The story, of course, changes if rating agencies had gotten it right. Indeed, the housing bubble itself might not have inflated if the mortgage-backed security market hadn't been allowed to expand so greatly through the sale of so many incorrectly rated bonds that the rating agencies graded as safe. So reform is absolutely called for, but in an article on The Big Money, I think Chris Thompson gets a little carried away.

Just like in virtually every industry, there were those who worked at the rating agencies who probably weren't the best human beings. Some communications within some agencies have brought to light that some analysts might not have believed the ratings they were handing out. But having worked with the rating agencies myself, I think these individuals were more the exception than the rule. Most of them, I think, just got it wrong -- just like pretty much everybody else.

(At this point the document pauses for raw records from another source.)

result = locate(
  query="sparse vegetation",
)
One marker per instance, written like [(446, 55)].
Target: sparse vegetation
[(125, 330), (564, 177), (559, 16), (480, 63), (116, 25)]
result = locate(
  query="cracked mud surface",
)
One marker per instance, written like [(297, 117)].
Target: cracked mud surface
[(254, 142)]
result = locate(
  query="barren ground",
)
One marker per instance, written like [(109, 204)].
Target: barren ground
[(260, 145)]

Was there negligence? Probably. Was there fraud or criminal intent? I think only in quite rare situations. But in evaluating some proposed rating agency reforms making their way through Congress, Thompson concludes:

Once again, Congress passed on the opportunity to add criminal penalties against the rating agencies. If the Big Three defraud investors on a historic scale, lie to millions of people about the creditworthiness of junk mortgage tranches, and cash their checks while another market collapses, they might someday pay a little money in civil court. But no one will ever go to prison. As rackets go, that ain't bad.

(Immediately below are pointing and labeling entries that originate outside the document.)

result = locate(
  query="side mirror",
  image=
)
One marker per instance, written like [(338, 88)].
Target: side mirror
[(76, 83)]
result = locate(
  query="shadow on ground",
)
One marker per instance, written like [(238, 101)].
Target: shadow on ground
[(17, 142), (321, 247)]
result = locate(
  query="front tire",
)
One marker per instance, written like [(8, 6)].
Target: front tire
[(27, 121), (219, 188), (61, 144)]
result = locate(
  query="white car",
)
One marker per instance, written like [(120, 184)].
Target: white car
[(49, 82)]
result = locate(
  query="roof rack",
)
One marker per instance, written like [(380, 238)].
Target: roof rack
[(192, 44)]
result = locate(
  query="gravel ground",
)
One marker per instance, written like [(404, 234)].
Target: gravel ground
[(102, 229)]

Now, if it's true that fraud could be proven, and the rating agencies were not held accountable, then I completely agree with Thompson. But I'm pretty sure that the issue here is that it's quite difficult to prove widespread fraud at the rating agencies -- because there wasn't any. There were just very poor assumptions about the mortgage market.

And frankly, there's another reason why the rating agencies shouldn't be held to a very high standard: at the end of the day, their ratings are merely opinions. The real problem with the system here wasn't that they got it wrong -- it was that investors cared so much about ratings.

But that's how the market functioned. Investors generally didn't have the same data available to them to perform as in-depth analysis as the agencies. So when they rated something as AAA, investors nodded and traded it with the assumption that it was probably very, very safe.

Now imagine that there were no rating agencies, but that investors bought these same securities based on their own assessments of the risk involved. And imagine that their assumptions were just as flawed as the agencies' ratings were -- and they probably would have been, because virtually no one expected the real estate market to tank to the extent that it did.

Then, I think all you get is a shrug. It was the investors' money to lose. So if they made poor investments, then that's too bad for them, but that's the game they play. Being an investor means trying to make bets about what the future holds. Sometimes you win; sometimes you lose.

Instead, in this market, there's a middle man -- the rating agencies -- who screwed up, so investors have someone to blame instead of themselves. And given the current framework, they have some standing to do so. After all, the rating agencies are highly regulated by the U.S. government, so their trusted advice means something.

But it shouldn't. Rating analysts are not dumb people, but they're also not gods. Investors don't have crystal balls to see the future, and neither do the rating agencies. But when investors make a mistake, it's at their own peril. When agencies screw up, others pay. Until the system changes, we'll continue having this disparity. That's why the solution is not to penalize the rating agencies further for not knowing the future; it's to place the responsibility on investors to evaluate the risk themselves.